Amour... Aşk’a Yakın, (B)aşka Uzak
“İnsan ne melektir, ne hayvan; mutsuzluk
melek olmak isteyeni hayvana çevirir.”
B. Pascal
Genç aşıklar birbirlerine; dünyada bir tek ikisi kalmış gibi hissetiklerini
söylerler sık sık. Oysa bu, yaşlı bir çift için hissetmek ne kelime, tastamam
realitenin kendisi olur. Tıpkı Anne ve Georges gibi.
Dünyada tek başlarınadırlar; “hastalıkta ve sağlıkta; ölüm onları ayırıncaya
dek” hâlâ birarada olabilecek kadar şanslılarsa, ikibaşlarınadırlar.

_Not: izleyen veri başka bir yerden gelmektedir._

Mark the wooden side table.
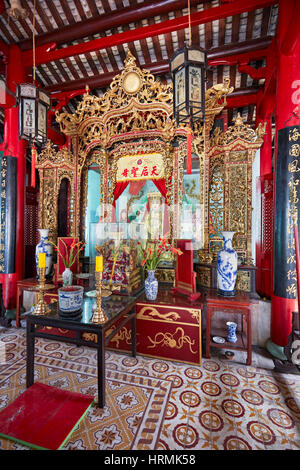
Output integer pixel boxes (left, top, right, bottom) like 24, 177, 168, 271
205, 289, 252, 365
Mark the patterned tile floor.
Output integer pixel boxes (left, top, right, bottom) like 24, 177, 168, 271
146, 346, 300, 450
0, 325, 299, 451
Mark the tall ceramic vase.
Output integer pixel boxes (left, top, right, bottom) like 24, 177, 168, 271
35, 229, 53, 279
217, 231, 237, 296
145, 270, 158, 301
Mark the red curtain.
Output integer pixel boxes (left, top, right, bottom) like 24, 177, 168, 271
152, 178, 167, 198
112, 181, 129, 222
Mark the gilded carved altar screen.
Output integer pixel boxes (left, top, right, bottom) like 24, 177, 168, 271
35, 51, 265, 271
204, 113, 266, 264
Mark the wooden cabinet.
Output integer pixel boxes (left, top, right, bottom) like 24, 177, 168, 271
136, 292, 203, 365
205, 289, 252, 365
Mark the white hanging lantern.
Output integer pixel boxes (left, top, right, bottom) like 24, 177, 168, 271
16, 83, 50, 146
170, 45, 207, 127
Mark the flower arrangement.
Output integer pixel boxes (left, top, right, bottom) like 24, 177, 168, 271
50, 239, 85, 268
138, 236, 183, 271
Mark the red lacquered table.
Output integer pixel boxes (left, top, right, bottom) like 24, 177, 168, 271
205, 289, 252, 365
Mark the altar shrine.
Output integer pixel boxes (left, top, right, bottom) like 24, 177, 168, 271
15, 49, 265, 363
1, 0, 300, 452
35, 51, 265, 284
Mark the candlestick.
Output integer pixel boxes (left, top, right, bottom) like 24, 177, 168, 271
32, 267, 51, 316
90, 270, 108, 324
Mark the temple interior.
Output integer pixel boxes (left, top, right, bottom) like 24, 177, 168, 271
0, 0, 299, 452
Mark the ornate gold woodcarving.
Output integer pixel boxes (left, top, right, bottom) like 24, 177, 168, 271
147, 327, 197, 354
51, 51, 236, 244
55, 51, 234, 164
189, 309, 201, 322
82, 326, 132, 346
108, 140, 174, 235
155, 268, 175, 284
56, 51, 174, 146
138, 306, 180, 321
229, 150, 247, 162
236, 270, 251, 292
38, 170, 57, 240
205, 78, 234, 113
224, 112, 266, 146
209, 156, 224, 238
36, 141, 76, 240
228, 164, 248, 233
210, 127, 224, 147
37, 140, 74, 167
204, 113, 266, 261
198, 251, 213, 263
196, 266, 211, 287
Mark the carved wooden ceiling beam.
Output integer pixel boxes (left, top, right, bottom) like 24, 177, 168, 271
18, 0, 205, 51
46, 38, 272, 94
22, 0, 277, 68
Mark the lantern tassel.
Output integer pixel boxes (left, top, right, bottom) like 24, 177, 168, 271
31, 144, 36, 187
186, 119, 192, 174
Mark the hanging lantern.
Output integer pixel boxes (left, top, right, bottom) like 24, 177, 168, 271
7, 0, 28, 20
17, 83, 50, 146
170, 45, 207, 127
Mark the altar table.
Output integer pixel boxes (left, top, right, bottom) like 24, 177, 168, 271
26, 294, 136, 408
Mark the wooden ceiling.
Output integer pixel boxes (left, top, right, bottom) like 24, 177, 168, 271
0, 0, 279, 133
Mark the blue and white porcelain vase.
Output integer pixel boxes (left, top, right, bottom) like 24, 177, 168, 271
62, 267, 73, 286
217, 231, 237, 296
145, 270, 158, 301
35, 228, 53, 278
226, 321, 238, 343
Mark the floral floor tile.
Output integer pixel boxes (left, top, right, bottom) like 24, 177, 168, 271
159, 412, 191, 449
256, 401, 300, 438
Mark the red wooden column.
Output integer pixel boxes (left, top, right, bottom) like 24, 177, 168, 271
255, 100, 274, 297
258, 116, 272, 176
0, 45, 27, 309
269, 0, 300, 353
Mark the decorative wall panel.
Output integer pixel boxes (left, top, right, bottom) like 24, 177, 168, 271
199, 113, 266, 265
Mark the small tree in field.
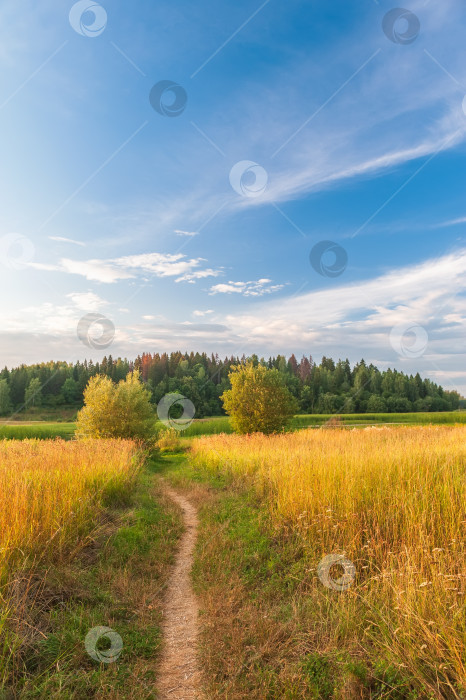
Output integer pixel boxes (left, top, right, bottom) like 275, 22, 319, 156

Michael Haneke’nin son filmi Amour’un başlıca karakterleri Anne ve Georges Laurent. Kendisine Cannes’da
en iyi yönetmen ödülü getiren Caché /Saklı’yı
görmüş olanlar hemen anımsayacaklardır ki, o hikayenin odağındaki genç çiftin
adları da Anne ve Georges Laurent idi.
Bir bakıma başlangıcı Lynch’in Kayıp Otoban’ına
dayanan Laurent ismi ile, Haneke pek çok filmine çıkış noktası olan insanlık
durumlarına da bir im koyuyor gibidir.
Film; Paris’te itfaiye
görevlilerinin bir apartman dairesinin kapısını kırarak açmasıyla başlıyor. Çok
geçmeden, bunun bir flash-forward olduğunu anlıyoruz. Çünkü hemen sonraki
sahnede, aynı zamanda bir piyanist olan Haneke’nin de meftunu olduğu Schubert bestelerinden birinin çalındığı konserde
bulacağız kendimizi. Konser çıkışında ilk kez karşılaşırız filmin ana ekseninde
yer alan yaşlı çift ile. Karşılaşır karşılaşmaz, her ikisini de tanırız. Nasıl
tanımayalım ki, Anne rolündeki Emmanuelle Riva, A.
Resnais’nin Hiroshima Mon Amour’unun
oyuncularından biriydi. Georges’u oynayan Jean-Louis Trintignant
ise öncelikle Costa-Gavras‘ın 1969’da kendisine
en iyi aktör ödülü kazandıran Z (Ölümsüz) filmiyle
akıllarda kalsa da; benim asıl Kieslowski‘nin “Kırmızı”sındaki emekli “aksi yargıç” haliyle
aklımdan hiç çıkmamıştı.
Seksenli yaşlarını sürmekte olan,
orta sınıfa mensup; entelektüel bir çiftin öyküsünden yola çıkıyor Amour. Her
ikisi de emekli müzik hocası olan çiftimiz dört duvarı kitap raflarıyla çevrili
salonlarında oturup kitaplarını okur ve köşedeki kuyruklu piyanonun tuşlarına
dokunup şâd olurlarken; ansızın hayatlarına o katışıksız dinginliği verenakord bozulur. Hani şarkının birinde dendiği gibidir
durum tıpatıp; “bir tel kopar, ahenk ebediyyen kesilir”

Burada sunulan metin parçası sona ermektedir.